Nyaman tanpa iklan. Langganan BisnisPro

Kearifan Lokal Budaya Bakar Lahan Rawan Penyimpangan

Anggota Komisi IV DPR Firman Subagyo mengingatkan, kebiasaan masyarakat membuka lahan di bawah 2 hektare dengan cara membakar yang dijamin UU No.32 tahun 2009 perlu diubah karena rawan penyimpangan.
Kebakaran terjadi tidak jauh dari area perkebunan kelapa sawit di Kecamatan Tanah Putih Kabupaten Rokan Hilir, Provinsi Riau, Selasa (21/2)./Antara-FB Anggoro
Kebakaran terjadi tidak jauh dari area perkebunan kelapa sawit di Kecamatan Tanah Putih Kabupaten Rokan Hilir, Provinsi Riau, Selasa (21/2)./Antara-FB Anggoro

Bisnis.com, JAKARTA-Anggota Komisi IV DPR Firman Subagyo mengingatkan, kebiasaan masyarakat membuka lahan di bawah 2 hektare dengan cara membakar yang dijamin UU No.32 tahun 2009 perlu diubah karena rawan penyimpangan.
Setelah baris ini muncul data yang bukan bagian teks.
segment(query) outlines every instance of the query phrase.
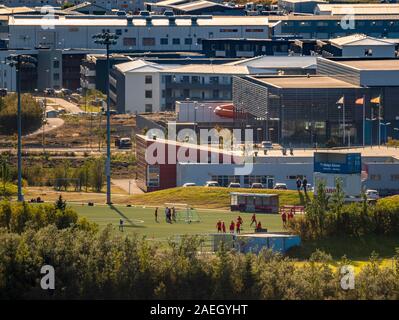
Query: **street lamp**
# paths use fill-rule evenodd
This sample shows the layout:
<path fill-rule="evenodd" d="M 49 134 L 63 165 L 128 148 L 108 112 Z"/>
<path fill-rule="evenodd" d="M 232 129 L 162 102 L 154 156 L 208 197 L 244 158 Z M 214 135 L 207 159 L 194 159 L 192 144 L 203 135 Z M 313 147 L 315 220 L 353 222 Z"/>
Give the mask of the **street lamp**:
<path fill-rule="evenodd" d="M 17 82 L 17 129 L 18 129 L 18 201 L 24 201 L 22 195 L 22 116 L 21 116 L 21 76 L 20 71 L 22 66 L 32 67 L 36 65 L 37 60 L 31 56 L 24 54 L 12 54 L 6 58 L 6 63 L 10 67 L 15 67 L 16 82 Z"/>
<path fill-rule="evenodd" d="M 391 123 L 390 122 L 381 122 L 380 123 L 380 126 L 384 126 L 384 143 L 386 143 L 387 142 L 387 140 L 388 140 L 388 126 L 390 126 L 391 125 Z M 381 129 L 380 129 L 381 130 Z M 380 140 L 381 140 L 381 134 L 380 134 Z M 381 141 L 380 141 L 380 144 L 381 144 Z"/>
<path fill-rule="evenodd" d="M 107 74 L 105 79 L 105 87 L 107 91 L 107 160 L 105 164 L 105 175 L 107 176 L 107 204 L 111 204 L 111 116 L 110 105 L 111 99 L 109 95 L 109 48 L 116 44 L 118 36 L 111 32 L 102 32 L 93 36 L 94 43 L 104 45 L 107 49 Z"/>

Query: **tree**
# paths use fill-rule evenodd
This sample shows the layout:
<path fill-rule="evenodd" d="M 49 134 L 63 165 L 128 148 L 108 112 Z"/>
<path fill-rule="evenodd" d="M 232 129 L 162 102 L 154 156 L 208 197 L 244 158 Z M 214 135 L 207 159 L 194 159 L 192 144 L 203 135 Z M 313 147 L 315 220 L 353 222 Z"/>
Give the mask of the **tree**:
<path fill-rule="evenodd" d="M 58 197 L 58 200 L 55 202 L 55 208 L 61 211 L 65 211 L 66 208 L 66 200 L 62 199 L 62 195 Z"/>
<path fill-rule="evenodd" d="M 105 158 L 95 158 L 89 165 L 89 182 L 93 190 L 101 192 L 105 182 Z"/>
<path fill-rule="evenodd" d="M 2 194 L 3 197 L 6 196 L 7 190 L 6 190 L 6 186 L 7 186 L 7 182 L 10 179 L 10 168 L 9 168 L 9 159 L 6 156 L 2 156 L 0 158 L 0 177 L 1 177 L 1 181 L 3 182 L 3 190 L 2 190 Z"/>
<path fill-rule="evenodd" d="M 23 94 L 22 134 L 36 131 L 43 123 L 43 110 L 32 95 Z M 9 94 L 0 98 L 0 133 L 14 135 L 17 133 L 17 95 Z"/>

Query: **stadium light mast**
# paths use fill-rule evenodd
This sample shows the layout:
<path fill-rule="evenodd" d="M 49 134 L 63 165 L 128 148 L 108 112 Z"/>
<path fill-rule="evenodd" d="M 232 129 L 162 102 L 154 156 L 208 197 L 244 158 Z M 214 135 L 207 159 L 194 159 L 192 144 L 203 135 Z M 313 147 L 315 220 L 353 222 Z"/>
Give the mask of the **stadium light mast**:
<path fill-rule="evenodd" d="M 12 54 L 6 58 L 6 64 L 10 67 L 15 67 L 16 82 L 17 82 L 17 130 L 18 130 L 18 201 L 24 201 L 22 194 L 22 115 L 21 115 L 21 68 L 22 66 L 31 67 L 36 65 L 37 60 L 31 56 L 24 54 Z"/>
<path fill-rule="evenodd" d="M 109 48 L 116 44 L 118 36 L 109 31 L 101 32 L 93 36 L 94 43 L 105 46 L 107 50 L 107 74 L 105 79 L 105 87 L 107 91 L 107 160 L 105 164 L 105 175 L 107 177 L 107 204 L 112 204 L 111 202 L 111 99 L 109 95 Z"/>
“Sebagai kearifan lokal yang dijamin UU, kebiasaan masyarakat membuka lahan 2 hektare sebenarnya tetap bisa dipertahankan. Hanya caranya perlu diubah dari membakar menjadi menggunakan mekanisasi seperti traktor dan sebagainya, “ kata Firman di sela-sela Public Policy Discussion DPN Apindo bertema tantangan perbaikan kebijakan industri perkebunan sawit, di Jakarta, Rabu (21/6).

Untuk itu, Firman mengharapkan, pemerintah perlu membantu masyarakat untuk mengubah perilaku tersebut. Pembukaan lahan menggunakan mekanisasi jauh lebih manusiawi dan tidak menimbulkan banyak masalah dikemudian hari.

Menurut Firman, cara-cara membuka lahan dengan membakar sebaiknya tidak ditolerir  karena rawan penyimpangan.  Dia mencontohkan, kebakaran besar pada tahun 2015 yang dipakai sebagai acuan untuk membuat sejumlah regulasi yang  bertendensi memojokan industri, didisain oleh kelompok tertentu dengan memanfaatkan celah dari kearifan lokal tersebut.

Jika sebelumnya tahun 2015, kebakaran hanya terjadi beberapa wilayah seperti Riau, Jambi dan Sumatera, kebakaran hutan dan lahan tahun 2015 berbeda karena bersifat masif dan sistimatis. Masif karena kebakaran  terjadi secara merata di 7 provinsi di Indonesia , sistematis karena kasus kebakaran beruntun dari Sumatera hingga Papua.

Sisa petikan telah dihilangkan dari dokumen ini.